“Mersin Lobisi Macerası” yazı dizisinin iki bölümünü yazdıktan sonra güncel gelişen bir olay olarak Sn. Bakan Lütfi Elvan’ın Mersin ziyaretini yazmıştım.
Şimdi de M.İ.Y için yapılan bir basın toplantısı gündeme geldi.
İlk yazımda bir Mersin Lobisi için önce kentin takımına sahip çıkılması gerektiğini yazmıştım.
M.İ.Y’nun şu andaki kötü durumundan kurtulması için Büyükşehir Belediye Başkanı önderliğinde, yeni destek veren işadamları ile bir basın toplantısı yapıldı. Kentin en önemli marka değeri 90 yıllık takımın içinde bulunduğu kötü durumdan kurtulabilmesi için çözüm arayışlarına girildi.
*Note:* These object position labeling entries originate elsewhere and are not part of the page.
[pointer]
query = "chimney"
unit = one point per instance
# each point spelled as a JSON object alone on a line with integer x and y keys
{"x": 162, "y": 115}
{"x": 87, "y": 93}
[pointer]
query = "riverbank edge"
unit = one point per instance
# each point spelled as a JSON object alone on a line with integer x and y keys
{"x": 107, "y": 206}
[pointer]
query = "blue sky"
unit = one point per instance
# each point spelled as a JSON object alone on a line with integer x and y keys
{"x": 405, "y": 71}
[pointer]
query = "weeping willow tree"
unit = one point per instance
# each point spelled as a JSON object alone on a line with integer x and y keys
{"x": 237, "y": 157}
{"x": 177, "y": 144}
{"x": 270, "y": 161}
Burada kentin bir lobisinin olamamasında ve kentteki birçok olumsuzluklarda birinci sorun olarak aidiyet duygusunun gelişmemiş olmasını ve kentin sahiplenilmemesini görüyoruz.
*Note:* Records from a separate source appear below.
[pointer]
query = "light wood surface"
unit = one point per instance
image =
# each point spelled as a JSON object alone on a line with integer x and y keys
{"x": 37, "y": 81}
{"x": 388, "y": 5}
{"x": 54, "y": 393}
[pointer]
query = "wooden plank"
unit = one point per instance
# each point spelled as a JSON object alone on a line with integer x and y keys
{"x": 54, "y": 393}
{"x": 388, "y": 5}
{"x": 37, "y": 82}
Mersin’de çalışan, yaşayan, kazanan insanlar Mersin’de doğmuş olsalar dahi hâlâ nereli oldukları sorulduğunda atalarının geldiği ili söylüyor. Birçok kişi babasının dedesinin geldiği kentin takımını daha çok tutuyor ve o kenti benimsiyor.
Yine Mersin’de kazanan önemli büyük kuruluşlar kentin takımına ve kente yeterli ilgiyi göstermiyorlar, destek vermiyorlar.
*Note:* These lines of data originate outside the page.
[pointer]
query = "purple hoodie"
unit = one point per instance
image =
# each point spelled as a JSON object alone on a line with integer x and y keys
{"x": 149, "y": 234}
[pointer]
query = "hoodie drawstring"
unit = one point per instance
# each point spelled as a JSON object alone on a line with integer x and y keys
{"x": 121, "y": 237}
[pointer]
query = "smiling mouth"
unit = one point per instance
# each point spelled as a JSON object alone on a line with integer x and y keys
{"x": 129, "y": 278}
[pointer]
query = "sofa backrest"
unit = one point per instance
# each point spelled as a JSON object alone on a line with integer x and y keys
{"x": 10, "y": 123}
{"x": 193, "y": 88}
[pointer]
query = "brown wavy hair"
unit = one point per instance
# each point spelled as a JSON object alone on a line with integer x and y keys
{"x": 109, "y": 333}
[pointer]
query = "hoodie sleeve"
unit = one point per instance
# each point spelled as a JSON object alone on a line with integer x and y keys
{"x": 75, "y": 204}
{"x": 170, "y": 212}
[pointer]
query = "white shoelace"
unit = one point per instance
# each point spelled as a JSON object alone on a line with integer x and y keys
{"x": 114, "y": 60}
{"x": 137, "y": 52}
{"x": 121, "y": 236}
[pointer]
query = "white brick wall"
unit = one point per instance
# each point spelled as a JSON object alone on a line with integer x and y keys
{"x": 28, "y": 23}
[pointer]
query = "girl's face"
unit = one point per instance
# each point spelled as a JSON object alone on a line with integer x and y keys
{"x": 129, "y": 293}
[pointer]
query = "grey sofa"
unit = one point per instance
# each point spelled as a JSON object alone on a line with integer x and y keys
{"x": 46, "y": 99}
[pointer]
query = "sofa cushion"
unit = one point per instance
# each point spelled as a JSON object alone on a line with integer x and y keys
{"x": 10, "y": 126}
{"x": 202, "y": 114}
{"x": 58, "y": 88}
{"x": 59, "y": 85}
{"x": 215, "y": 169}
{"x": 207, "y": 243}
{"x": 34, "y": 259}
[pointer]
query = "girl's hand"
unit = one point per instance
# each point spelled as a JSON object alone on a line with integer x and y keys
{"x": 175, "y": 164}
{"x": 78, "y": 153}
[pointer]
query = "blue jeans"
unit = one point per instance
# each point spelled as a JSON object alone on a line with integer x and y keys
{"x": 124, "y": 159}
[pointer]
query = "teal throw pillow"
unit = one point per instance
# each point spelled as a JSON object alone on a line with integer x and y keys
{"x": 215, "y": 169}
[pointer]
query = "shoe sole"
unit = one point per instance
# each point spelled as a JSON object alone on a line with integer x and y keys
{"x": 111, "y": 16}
Birinci bölümde yazdığım gibi Mersin’de aidiyet duygusunu sağlayıcı bir proje geliştirilip, Mersin’e aidiyet duygusu yerleştirilebilirse kent benimsenip sahiplenilebilecek ve bu kente gerçekten gönül vermiş kişilerce de bir Mersin Lobisi oluşturulabilecektir.
Bugünün olaylarını bırakıp tekrar geriye dönersek:
Mersin’de yıllar öncetek başına bir Mersin Lobisi görevini üstlenen işadamı Musa Timur’u hatırlarım. Yalnızca bir STK’nın Başkanı olmasına rağmen tek başına birçok farklı oluşumu harekete geçirmiş, Ankara yollarını ve kurumlarını aşındırmış, kent adına istediğini almadan geri dönmemiştir. Maalesef onun gösterdiği gayret ölçüsünde çalışıp, kente katkı veren kimse uzun zamandır çıkmamıştır.
Kentin tek kişilik bir başka lobisi olarak da sade vatandaş Hidayet Dinçer’den söz edebilirim. Kentteki gördüğü haksızlıklara karşı tek başına yasal yollardan mücadele etmiştir ve birçok konuda da kimsenin yardımını görmeden tek başına başarılı olmuştur.
Bu kentin 35 milyon lirasının çöpe atıldığı Aquapark projesinde tüm kent sessiz kalıp, seyrederken Hidayet Dinçertek başına Aqupark Projesini iptal ettirmiştir.Yine bazı projeleri iptal ettirerek ihale bedellerinin düşürülmesini sağlamıştır.
Bugün de maalesef bütün kent ilgisiz kalırken sahillerdeki işgallere karşı, Mersin’de gördüğü usulsüzlüklere, yolsuzluklara karşı tek başına bir mücadele veriyor. 
Üzücüdür ki Mersin’de bugüne kadar birlikte hareket edilip başarıya ulaşılan olayları sayamıyoruz. Yukarıda saydığım birkaç kişinin kent adına gösterdikleri bireysel mücadele dışında  fazla olumlu bir şey yok… Herkes kentle ilgili her meseleye kendi dar alanı içinden bakıyor; kişisel ya da içinde bulunduğu sosyal çevreye doğrudan yarar sağlamayan hiçbir şeye değer vermiyor. Oysa ne kadar basittir gerçek: Bu kente dönük olarak üretilen her faydadan, sonunda bu kentte yaşayan herkese mutlaka pay düşecektir. Bu fayda moral olabilir, ekonomik olabilir, çevresel olabilir, kültürel ve sanatsal olabilir, sportif ve eğitsel olabilir… Bu alanların her birindeki yoksulluk ise, bu kentte yaşayan her birimizin yoksulluğudur.